4. The International Academy of Cytology (IAC) was started in 1957 during this study.

This milestone study [1] stated: “The vaginal aspiration smear was the only test used from 1952 to June 1957. But since July 1957, the scrape smear has been added. The scrape sample was prepared by scraping of the erosive surface in the ectocervix with a cotton swab.”

“The staining method used is Papanicolaou's EA 36. This study utilized the five-class classification by Papanicolaou. Cases of Class IV and V were considered to be cancer, and cases of Class I and II noncancer, while cases of class III were considered to be false-positive.”

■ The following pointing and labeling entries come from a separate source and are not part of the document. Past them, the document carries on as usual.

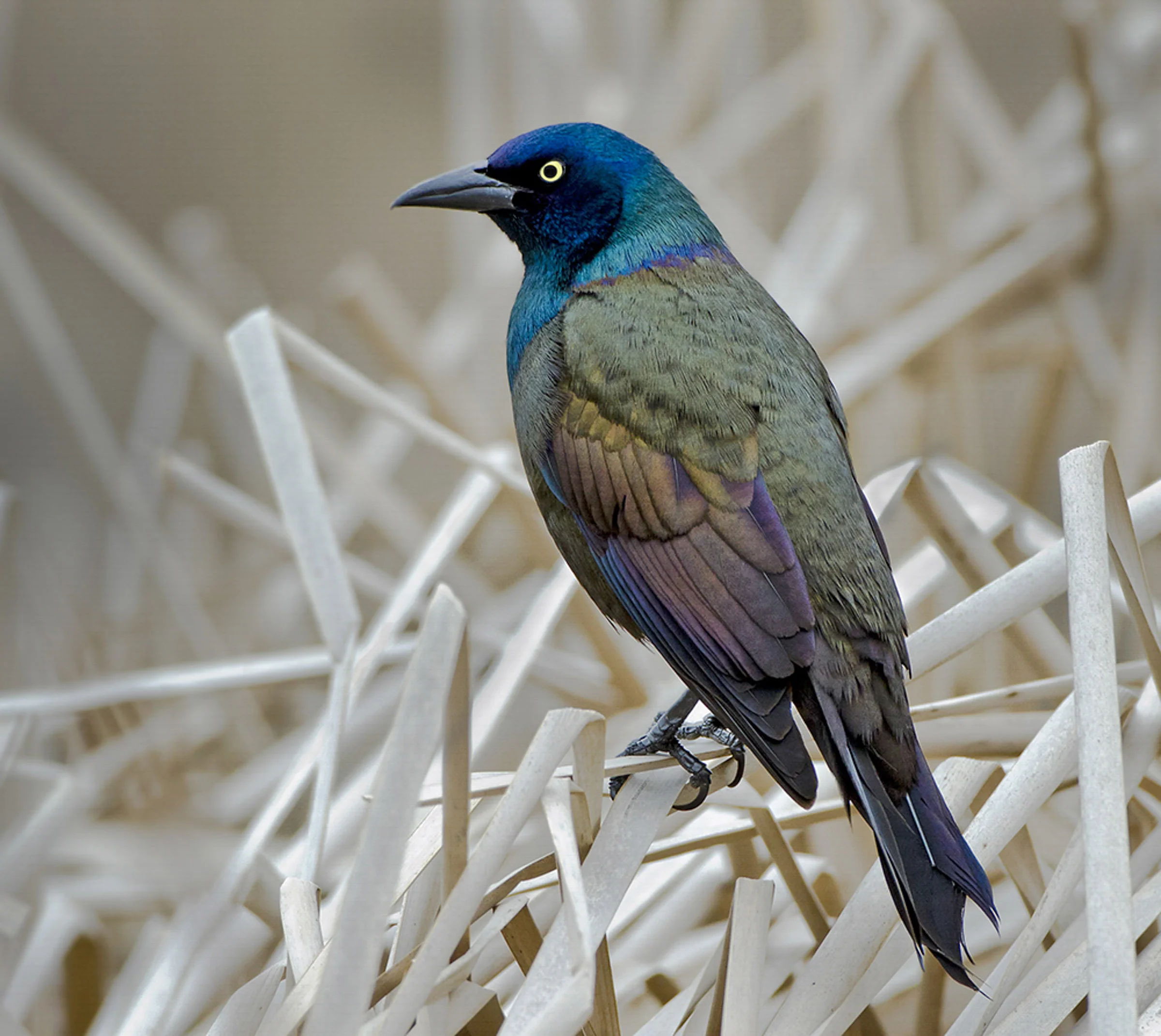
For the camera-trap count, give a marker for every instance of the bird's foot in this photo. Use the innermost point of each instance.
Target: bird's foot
(717, 731)
(666, 736)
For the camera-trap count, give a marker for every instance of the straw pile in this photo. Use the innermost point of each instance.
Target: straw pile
(338, 759)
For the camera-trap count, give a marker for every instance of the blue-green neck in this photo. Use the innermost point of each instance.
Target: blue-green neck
(668, 230)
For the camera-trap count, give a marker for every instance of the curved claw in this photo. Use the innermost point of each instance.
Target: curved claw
(703, 791)
(740, 759)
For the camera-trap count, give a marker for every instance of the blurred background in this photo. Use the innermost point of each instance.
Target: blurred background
(956, 201)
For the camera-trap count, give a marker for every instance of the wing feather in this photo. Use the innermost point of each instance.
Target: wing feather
(706, 570)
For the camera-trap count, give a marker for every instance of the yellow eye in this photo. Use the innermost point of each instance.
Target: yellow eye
(552, 171)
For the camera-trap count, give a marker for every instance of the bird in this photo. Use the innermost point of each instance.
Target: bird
(689, 453)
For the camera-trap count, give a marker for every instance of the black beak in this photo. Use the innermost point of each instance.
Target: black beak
(467, 189)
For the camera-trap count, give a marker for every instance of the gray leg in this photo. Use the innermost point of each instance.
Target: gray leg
(665, 738)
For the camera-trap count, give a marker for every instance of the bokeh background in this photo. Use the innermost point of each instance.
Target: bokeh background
(957, 201)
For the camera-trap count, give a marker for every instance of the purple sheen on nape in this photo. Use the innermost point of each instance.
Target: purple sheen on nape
(670, 257)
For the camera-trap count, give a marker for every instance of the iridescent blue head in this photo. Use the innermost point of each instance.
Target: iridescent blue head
(580, 200)
(583, 202)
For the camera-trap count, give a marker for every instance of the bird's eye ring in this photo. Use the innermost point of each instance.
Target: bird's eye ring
(552, 171)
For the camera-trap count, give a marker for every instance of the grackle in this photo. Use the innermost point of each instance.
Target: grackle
(689, 454)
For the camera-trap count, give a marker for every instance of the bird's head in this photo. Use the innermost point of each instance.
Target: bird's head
(566, 193)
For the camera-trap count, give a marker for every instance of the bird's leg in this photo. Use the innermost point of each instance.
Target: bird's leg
(665, 738)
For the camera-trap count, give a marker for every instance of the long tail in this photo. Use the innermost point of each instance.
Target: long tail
(929, 868)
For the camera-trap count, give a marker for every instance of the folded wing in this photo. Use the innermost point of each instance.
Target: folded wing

And, regarding surgically resected materials: “Masubuchi divided Stage 0 into three subgroups: Stage 0-A, 0-B, and 0-C. The cases of Stage 0-A show carcinoma in situ-like findings by punch biopsy, but by thorough examination of the removed material no lateral invasion is found, but rather benign characteristics; those of Stage 0-B show typical carcinoma in situ; and those of Stage 0-C are suspected invasive.”

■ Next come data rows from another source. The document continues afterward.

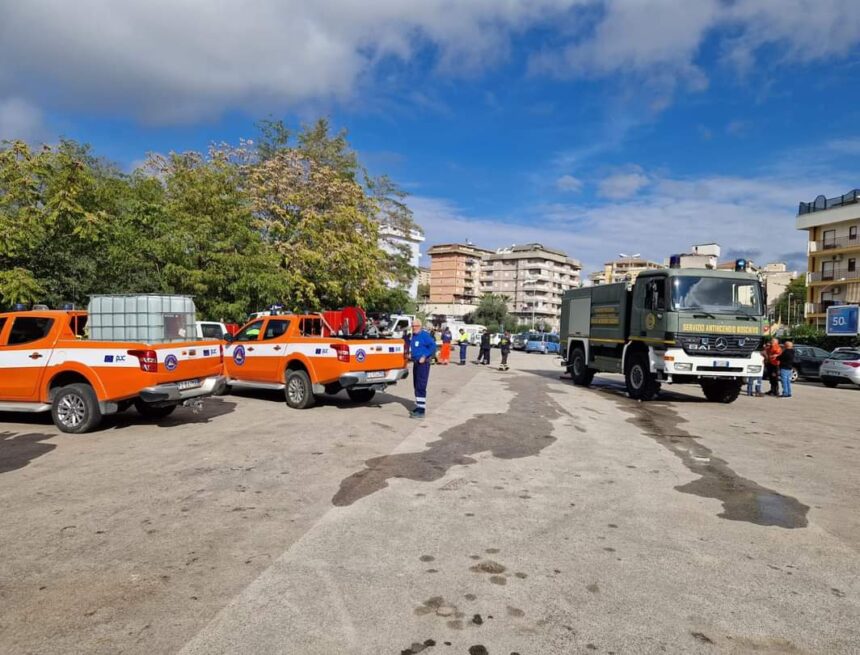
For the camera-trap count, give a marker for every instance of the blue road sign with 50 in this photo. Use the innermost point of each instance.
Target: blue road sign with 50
(842, 320)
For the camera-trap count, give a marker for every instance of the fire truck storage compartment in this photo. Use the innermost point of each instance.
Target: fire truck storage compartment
(147, 318)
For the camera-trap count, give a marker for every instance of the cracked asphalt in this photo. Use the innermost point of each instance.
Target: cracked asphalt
(524, 515)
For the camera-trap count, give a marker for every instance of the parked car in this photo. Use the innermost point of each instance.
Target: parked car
(807, 361)
(842, 366)
(543, 343)
(518, 342)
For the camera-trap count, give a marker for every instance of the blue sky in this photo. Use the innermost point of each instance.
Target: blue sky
(596, 126)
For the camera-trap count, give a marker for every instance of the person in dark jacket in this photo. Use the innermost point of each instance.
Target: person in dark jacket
(786, 365)
(505, 346)
(484, 355)
(421, 350)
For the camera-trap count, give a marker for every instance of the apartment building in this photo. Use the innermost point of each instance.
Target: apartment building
(833, 248)
(455, 270)
(533, 277)
(625, 269)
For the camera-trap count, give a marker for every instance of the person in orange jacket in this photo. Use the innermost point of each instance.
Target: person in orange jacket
(773, 351)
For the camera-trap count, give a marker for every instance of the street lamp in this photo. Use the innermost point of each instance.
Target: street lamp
(789, 308)
(531, 281)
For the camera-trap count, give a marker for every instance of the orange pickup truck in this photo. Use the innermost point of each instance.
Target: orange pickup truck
(300, 354)
(46, 365)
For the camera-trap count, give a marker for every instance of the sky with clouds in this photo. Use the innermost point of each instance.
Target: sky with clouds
(595, 126)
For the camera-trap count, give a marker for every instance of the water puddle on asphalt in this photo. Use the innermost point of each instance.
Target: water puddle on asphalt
(742, 499)
(523, 431)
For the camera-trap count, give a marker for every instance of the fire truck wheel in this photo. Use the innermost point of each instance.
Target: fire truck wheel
(154, 412)
(642, 384)
(361, 395)
(75, 409)
(298, 391)
(579, 371)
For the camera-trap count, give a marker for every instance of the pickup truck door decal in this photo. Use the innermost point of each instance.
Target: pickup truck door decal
(24, 357)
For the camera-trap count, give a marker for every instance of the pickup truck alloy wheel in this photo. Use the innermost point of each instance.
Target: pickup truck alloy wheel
(298, 391)
(75, 409)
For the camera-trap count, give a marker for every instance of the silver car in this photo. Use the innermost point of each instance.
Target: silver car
(840, 367)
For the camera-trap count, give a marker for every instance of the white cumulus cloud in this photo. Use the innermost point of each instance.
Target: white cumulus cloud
(568, 183)
(622, 185)
(20, 119)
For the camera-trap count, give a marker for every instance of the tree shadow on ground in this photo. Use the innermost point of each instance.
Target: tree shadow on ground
(17, 450)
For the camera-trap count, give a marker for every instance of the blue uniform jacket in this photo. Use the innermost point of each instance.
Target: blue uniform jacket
(422, 345)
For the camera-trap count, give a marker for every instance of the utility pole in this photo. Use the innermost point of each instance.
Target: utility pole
(789, 308)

“The number of carcinomas of the cervix diagnosed from 1952 to 1963 was 2,918, and the number of positive cases (i.e., class IV or Class V) detected by smear was 2,660, so the smear was 91.2% accurate.”

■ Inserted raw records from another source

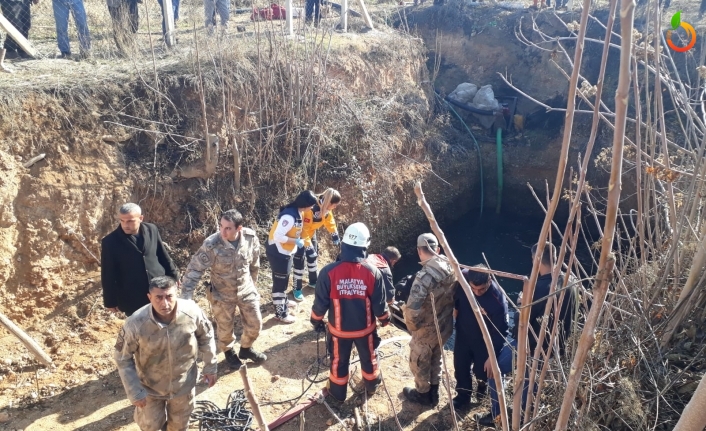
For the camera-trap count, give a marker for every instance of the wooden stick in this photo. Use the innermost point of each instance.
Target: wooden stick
(252, 399)
(693, 417)
(495, 273)
(26, 340)
(358, 419)
(528, 289)
(447, 383)
(471, 298)
(17, 37)
(607, 260)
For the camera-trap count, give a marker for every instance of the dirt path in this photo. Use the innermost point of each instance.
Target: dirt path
(83, 390)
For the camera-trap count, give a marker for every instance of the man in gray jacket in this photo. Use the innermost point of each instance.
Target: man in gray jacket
(233, 255)
(156, 355)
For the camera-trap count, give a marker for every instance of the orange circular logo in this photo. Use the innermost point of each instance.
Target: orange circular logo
(690, 33)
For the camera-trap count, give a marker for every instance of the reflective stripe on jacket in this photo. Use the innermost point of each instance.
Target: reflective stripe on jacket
(352, 293)
(312, 221)
(294, 232)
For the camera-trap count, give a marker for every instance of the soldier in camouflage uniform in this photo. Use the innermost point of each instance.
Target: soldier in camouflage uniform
(233, 254)
(156, 355)
(438, 278)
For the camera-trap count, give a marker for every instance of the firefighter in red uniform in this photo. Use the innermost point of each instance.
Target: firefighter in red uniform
(384, 262)
(352, 292)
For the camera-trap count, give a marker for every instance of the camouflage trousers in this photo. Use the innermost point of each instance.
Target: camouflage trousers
(175, 413)
(224, 315)
(425, 361)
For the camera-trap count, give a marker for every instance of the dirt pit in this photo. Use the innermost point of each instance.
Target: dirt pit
(82, 390)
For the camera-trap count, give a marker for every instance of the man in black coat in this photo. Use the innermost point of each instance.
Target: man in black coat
(131, 256)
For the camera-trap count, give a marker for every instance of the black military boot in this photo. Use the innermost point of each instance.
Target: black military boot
(462, 401)
(232, 359)
(481, 391)
(434, 391)
(252, 354)
(416, 397)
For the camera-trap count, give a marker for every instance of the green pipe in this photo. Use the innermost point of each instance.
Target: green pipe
(480, 160)
(499, 151)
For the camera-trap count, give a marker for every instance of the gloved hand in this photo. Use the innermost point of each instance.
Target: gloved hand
(384, 321)
(319, 325)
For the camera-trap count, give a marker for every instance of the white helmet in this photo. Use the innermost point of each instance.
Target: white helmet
(357, 235)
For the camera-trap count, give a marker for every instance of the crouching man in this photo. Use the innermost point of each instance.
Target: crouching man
(352, 292)
(156, 355)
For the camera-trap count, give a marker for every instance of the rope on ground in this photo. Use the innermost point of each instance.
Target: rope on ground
(235, 417)
(319, 360)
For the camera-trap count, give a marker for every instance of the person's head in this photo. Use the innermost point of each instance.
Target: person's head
(304, 200)
(329, 200)
(130, 216)
(163, 295)
(548, 255)
(427, 246)
(392, 255)
(479, 281)
(230, 225)
(357, 235)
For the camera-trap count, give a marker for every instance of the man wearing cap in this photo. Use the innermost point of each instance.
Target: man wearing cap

By means of Tables 1-6, the study demonstrated the high accuracy/correct diagnosis rate of smear findings in cancer and non-cancer groups (Table 1) and for cervical cancer staging (stages 0-IV; Table 2), the relationship between the stage of cervical cancer and the smear finding (Table 3), the frequency of class III-V smears in stage 0 (Table 4), the frequency of class III-V smears in “stage I” cervical carcinoma (Table 5), and the histologic findings in non-cancer cases with class III-V smears (Table 6).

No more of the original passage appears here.